Your appendix is on the right side. It sits in the lower right area of your abdomen, where your small intestine connects to your large intestine. Specifically, it’s a small, finger-shaped tube that hangs off the cecum, which is the very first section of your large intestine.
Pinpointing the Exact Spot
If you draw an imaginary line between your belly button and the bony point at the front of your right hip, the appendix sits roughly at the midpoint of that line. Doctors call this “McBurney’s point,” and it’s about 1.5 to 2 inches inward from the hip bone along that diagonal. When someone has appendicitis, pressing on this spot typically produces sharp tenderness.
That said, the appendix doesn’t sit in exactly the same position in everyone. In a significant number of people, the appendix curls behind the cecum rather than dangling below it. When the appendix is tucked behind the intestine like this, pain from appendicitis can show up in unexpected places, including the flank or back. In one surgical study, only 36% of patients with this variation had the textbook pattern of appendicitis symptoms. The other 64% had subtler or atypical presentations, and some experienced delays in diagnosis.
When the Appendix Is on the Left
In rare cases, the appendix actually is on the left side. A condition called situs inversus causes all the major organs to be mirror-flipped from their normal positions. The heart shifts to the right side of the chest, the liver and gallbladder move to the left, and the appendix ends up in the lower left abdomen. This affects roughly 1 in 10,000 people. Many don’t know they have it until imaging for an unrelated issue reveals the reversal.

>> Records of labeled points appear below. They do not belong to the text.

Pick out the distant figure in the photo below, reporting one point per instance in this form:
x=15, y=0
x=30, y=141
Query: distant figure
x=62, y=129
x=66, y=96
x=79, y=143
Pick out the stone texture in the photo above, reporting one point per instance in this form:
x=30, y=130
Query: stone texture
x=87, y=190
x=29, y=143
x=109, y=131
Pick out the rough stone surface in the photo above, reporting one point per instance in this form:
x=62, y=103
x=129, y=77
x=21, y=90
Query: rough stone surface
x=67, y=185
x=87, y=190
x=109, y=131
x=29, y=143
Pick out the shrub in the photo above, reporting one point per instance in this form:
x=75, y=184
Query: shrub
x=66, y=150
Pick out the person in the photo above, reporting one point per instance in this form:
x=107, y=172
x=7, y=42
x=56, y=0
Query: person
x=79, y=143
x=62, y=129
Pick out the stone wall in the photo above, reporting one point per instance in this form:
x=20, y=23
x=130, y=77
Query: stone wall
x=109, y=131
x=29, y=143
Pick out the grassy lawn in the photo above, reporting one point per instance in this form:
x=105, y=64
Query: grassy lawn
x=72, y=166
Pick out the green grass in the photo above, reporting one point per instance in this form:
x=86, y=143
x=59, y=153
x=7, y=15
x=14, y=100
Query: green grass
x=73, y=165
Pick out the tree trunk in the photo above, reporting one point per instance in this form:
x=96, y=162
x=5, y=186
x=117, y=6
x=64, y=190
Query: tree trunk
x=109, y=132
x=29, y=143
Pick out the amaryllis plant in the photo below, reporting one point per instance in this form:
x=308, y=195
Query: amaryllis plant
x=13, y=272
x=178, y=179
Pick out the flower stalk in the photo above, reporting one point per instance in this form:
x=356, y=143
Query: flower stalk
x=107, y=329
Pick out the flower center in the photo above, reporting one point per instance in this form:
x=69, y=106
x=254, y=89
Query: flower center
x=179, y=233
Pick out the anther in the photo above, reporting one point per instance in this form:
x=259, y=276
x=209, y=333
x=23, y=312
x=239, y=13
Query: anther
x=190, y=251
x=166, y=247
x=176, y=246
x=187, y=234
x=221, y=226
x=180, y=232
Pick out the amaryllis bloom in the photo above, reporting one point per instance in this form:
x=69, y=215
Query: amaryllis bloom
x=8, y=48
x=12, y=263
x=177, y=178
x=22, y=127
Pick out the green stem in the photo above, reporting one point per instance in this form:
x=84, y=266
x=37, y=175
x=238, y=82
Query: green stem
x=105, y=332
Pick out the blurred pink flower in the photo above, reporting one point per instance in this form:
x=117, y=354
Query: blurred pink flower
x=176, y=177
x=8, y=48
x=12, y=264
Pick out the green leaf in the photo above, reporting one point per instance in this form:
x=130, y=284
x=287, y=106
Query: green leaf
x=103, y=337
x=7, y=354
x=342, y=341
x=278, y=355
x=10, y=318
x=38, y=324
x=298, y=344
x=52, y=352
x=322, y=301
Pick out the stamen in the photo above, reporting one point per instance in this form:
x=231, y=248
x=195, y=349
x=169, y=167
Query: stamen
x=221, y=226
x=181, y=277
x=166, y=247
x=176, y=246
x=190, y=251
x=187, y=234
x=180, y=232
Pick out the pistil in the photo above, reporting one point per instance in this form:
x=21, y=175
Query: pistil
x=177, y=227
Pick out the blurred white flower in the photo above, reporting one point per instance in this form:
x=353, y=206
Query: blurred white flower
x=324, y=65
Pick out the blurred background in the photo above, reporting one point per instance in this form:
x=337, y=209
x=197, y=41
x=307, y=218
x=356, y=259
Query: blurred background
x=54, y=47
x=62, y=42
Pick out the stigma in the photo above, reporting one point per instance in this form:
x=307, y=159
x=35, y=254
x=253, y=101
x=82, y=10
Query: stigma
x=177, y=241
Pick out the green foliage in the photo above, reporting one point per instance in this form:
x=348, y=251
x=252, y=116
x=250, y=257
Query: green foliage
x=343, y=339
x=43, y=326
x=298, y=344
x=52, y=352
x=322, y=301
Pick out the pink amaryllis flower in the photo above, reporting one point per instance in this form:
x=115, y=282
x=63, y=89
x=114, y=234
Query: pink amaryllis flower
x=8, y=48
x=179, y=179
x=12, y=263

How Pregnancy Shifts the Position
During pregnancy, the growing uterus gradually pushes the appendix upward and outward from its usual spot. MRI studies have confirmed this displacement. As pregnancy progresses, the appendix becomes less likely to be found in the lower right area and increasingly turns up in the upper right quadrant instead. This is one reason appendicitis can be harder to recognize in pregnant women: the pain may appear higher on the abdomen than expected, especially in the second and third trimesters.
Why the Location Matters for Appendicitis
Knowing which side your appendix is on matters most when you’re trying to figure out whether abdominal pain could be appendicitis. Globally, about 17 million new cases of appendicitis occur each year, so it’s far from uncommon. The classic pattern starts with a dull ache around the belly button that gradually migrates to the lower right side over 12 to 24 hours, often accompanied by loss of appetite and nausea. But that textbook sequence only happens in about half of cases.
One useful clue: pressing on the left side of the abdomen can actually reveal appendicitis on the right. If pressure on your lower left abdomen triggers a sharp pain in the lower right, that’s a strong indicator of appendiceal inflammation. This referred pain happens because pushing on the left side shifts intestinal contents toward the inflamed appendix on the right.
How Quickly It Can Become Serious
Appendicitis progresses through stages. Research tracking the timeline found that the appendix typically becomes visibly inflamed around 36 hours after symptoms begin, develops pus around 41 hours, and begins to die off around 55 hours. The risk of rupture jumps significantly after 72 hours of symptoms. Before that 72-hour mark, the likelihood of perforation remains relatively stable, but beyond it the odds increase sharply.
A ruptured appendix can spill bacteria into the abdominal cavity, leading to a serious infection. Persistent or worsening pain on the right side of your abdomen, especially if it started near your belly button, warrants prompt medical evaluation rather than a wait-and-see approach.